The attentive-selective perceptual MAP-based super-resolution and attentive-selective perceptual fusion-restoration super-resolution schemes referred to as AT-SELP-MAP [15] and AT-SELP-FR [14], respectively, are compared with their existing non-selective counterparts MAP-SR [37] and FR-SR [42], as well as the selective SR counterparts SELP-MAP and SELP-FR [12], [13]. The simulation parameters of the compared MAP-based SR methods are set to λ = 100, ε = 0.0001, and s = 100, and a maximum of twenty iterations are performed. On the other hand, the simulation parameters of the compared FR-based SR methods are set to R = 2, α = 0.6, λ = 0.08, and β = 8, ε = 0.0001, s = 120, and a maximum of thirty iterations are performed. The parameter τ of the saliency map detection is set to 20% to identify the attentive active pixels. Experimentally, percentage values between 20 and 40% offered promising results in terms of quality and computational efficiency trade-off. These numbers are plausible, since shifts of attention based on competing saliency results needs 30 to 70 ms [73]. Then, in a 30.33 ms time interval given to view one frame, assuming 30 fps video sequence, one can only perceive 20 to 40% of the salient regions. For the saliency mask detection schemes, different saliency maps generated from existing visual attention models presented in References [68], [69], [70] are also integrated and tested in the proposed AT-SELP SR framework.
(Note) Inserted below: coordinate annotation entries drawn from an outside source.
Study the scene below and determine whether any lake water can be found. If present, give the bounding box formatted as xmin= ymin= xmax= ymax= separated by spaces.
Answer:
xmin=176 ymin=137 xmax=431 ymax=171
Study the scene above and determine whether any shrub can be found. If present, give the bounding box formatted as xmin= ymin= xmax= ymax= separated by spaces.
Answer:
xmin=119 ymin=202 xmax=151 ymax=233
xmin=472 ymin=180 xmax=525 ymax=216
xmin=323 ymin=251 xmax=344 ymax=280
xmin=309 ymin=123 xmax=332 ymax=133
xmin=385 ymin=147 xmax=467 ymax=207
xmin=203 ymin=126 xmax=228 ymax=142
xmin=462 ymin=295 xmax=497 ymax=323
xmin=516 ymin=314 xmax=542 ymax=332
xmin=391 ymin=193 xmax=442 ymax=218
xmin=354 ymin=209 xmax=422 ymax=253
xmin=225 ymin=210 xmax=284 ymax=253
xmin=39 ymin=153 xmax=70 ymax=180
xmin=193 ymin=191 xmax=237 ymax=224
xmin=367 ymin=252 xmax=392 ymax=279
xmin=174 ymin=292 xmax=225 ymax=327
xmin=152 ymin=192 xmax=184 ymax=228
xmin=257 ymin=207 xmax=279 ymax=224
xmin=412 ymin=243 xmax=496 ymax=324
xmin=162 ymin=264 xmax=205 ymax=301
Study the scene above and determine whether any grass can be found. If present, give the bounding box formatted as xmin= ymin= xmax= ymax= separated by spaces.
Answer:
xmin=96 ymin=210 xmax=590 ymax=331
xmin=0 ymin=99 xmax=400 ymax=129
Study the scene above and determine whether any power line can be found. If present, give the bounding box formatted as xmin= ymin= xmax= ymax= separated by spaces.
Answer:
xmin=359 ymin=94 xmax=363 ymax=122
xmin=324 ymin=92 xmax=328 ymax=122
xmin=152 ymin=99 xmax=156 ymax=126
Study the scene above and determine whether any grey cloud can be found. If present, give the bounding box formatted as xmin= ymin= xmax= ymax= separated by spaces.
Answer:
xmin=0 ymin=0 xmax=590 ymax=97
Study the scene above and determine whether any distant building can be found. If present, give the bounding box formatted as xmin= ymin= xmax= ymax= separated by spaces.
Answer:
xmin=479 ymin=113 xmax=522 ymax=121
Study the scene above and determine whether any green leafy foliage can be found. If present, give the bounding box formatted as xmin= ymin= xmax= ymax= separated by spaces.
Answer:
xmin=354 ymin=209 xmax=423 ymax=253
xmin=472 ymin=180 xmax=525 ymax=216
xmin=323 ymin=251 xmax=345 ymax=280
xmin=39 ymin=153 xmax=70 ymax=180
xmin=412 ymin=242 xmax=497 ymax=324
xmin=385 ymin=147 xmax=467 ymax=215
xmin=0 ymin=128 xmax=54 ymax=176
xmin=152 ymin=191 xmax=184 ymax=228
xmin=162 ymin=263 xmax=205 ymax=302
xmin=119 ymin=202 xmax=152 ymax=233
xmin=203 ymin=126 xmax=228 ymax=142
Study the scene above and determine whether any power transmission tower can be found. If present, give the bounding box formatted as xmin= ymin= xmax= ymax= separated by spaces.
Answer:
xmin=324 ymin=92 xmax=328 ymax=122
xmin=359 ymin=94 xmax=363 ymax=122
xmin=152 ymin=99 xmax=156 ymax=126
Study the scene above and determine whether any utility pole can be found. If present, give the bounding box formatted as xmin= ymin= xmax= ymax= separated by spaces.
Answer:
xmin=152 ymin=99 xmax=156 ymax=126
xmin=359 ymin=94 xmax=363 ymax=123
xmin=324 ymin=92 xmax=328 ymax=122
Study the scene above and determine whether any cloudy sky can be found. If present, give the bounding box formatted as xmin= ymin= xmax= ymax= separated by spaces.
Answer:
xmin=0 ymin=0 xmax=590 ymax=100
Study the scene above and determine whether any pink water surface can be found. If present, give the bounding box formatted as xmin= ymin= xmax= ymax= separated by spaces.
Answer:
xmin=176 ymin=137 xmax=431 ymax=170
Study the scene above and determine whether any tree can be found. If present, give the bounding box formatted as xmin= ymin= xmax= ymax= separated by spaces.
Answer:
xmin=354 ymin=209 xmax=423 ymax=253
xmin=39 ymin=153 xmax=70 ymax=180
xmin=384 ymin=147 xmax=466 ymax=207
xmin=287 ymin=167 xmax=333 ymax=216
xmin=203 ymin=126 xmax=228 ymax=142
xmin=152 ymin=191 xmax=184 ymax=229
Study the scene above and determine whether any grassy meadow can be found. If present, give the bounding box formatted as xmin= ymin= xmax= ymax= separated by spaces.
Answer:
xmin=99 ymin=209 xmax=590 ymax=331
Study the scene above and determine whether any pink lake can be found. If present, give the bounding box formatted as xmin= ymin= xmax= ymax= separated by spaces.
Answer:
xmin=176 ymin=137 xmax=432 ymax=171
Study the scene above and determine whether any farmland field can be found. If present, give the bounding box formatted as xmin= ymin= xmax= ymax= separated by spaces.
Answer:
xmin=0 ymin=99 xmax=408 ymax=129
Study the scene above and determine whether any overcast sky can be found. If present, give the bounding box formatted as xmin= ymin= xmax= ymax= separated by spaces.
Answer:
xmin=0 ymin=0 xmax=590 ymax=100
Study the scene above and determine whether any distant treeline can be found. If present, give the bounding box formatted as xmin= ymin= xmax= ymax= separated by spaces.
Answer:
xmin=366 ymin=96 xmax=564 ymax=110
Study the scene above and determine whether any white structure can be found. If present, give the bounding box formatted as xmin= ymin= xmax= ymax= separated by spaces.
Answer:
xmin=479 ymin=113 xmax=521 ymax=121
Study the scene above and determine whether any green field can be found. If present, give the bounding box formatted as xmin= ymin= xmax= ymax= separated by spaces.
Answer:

Figure 9.15 gives a quantitative comparison among the baseline MAP, SELP-MAP, and proposed AT-SELP-MAP SR methods using different saliency detection techniques applied to super-resolve the ninth frame of the simulated Cameraman LR sequence. Similarly, Figure 9.16 shows a quantitative comparison among the baseline FR, SELP-FR, and proposed AT-SELP-FR SR methods. Error measures, represented by the SNR gain per iteration, and the computational complexity, signified by the number of processed pixels per iteration, are presented in Figures 9.15, 9.16a, and 9.16b, respectively. It can be seen that in the case of baseline MAP and FR SR methods all the pixels are processed at each iteration for all the images (that is, for a 256 × 256 image, the total number of processed pixels is 65536 at each iteration). As shown in Figures 9.15b and 9.16b for the SELP-MAP and SELPFR SR methods, respectively, the number of processed pixels per iteration varies from one image to the other depending on the visual content. In Figures 9.15b and 9.16b, the visual attention processing takes effect around the fifth iteration, thus further reducing the detected active pixels processed. Due to the attentive selectivity, the AT-SELP SR framework presents considerable savings in terms of the number of processed pixels, leading to a significant reduction in computational complexity. Comparing the SNR measures in Figures 9.15a and 9.16a, it can be easily seen that the M_a(IT) mask integrated into the ATSELP SR framework has the best error performance among the other implemented saliency mask detectors. Also, the efficient and simple saliency mask generator M_a(FT) adopted from Reference [70] does not enhance the overall quality of the SR estimate due to selecting objects and features in the image that are not relevant to SR processing applications. Furthermore, the overall quantitative assessment is also shown in terms of PSNR measures in Tables 9.1 and 9.2.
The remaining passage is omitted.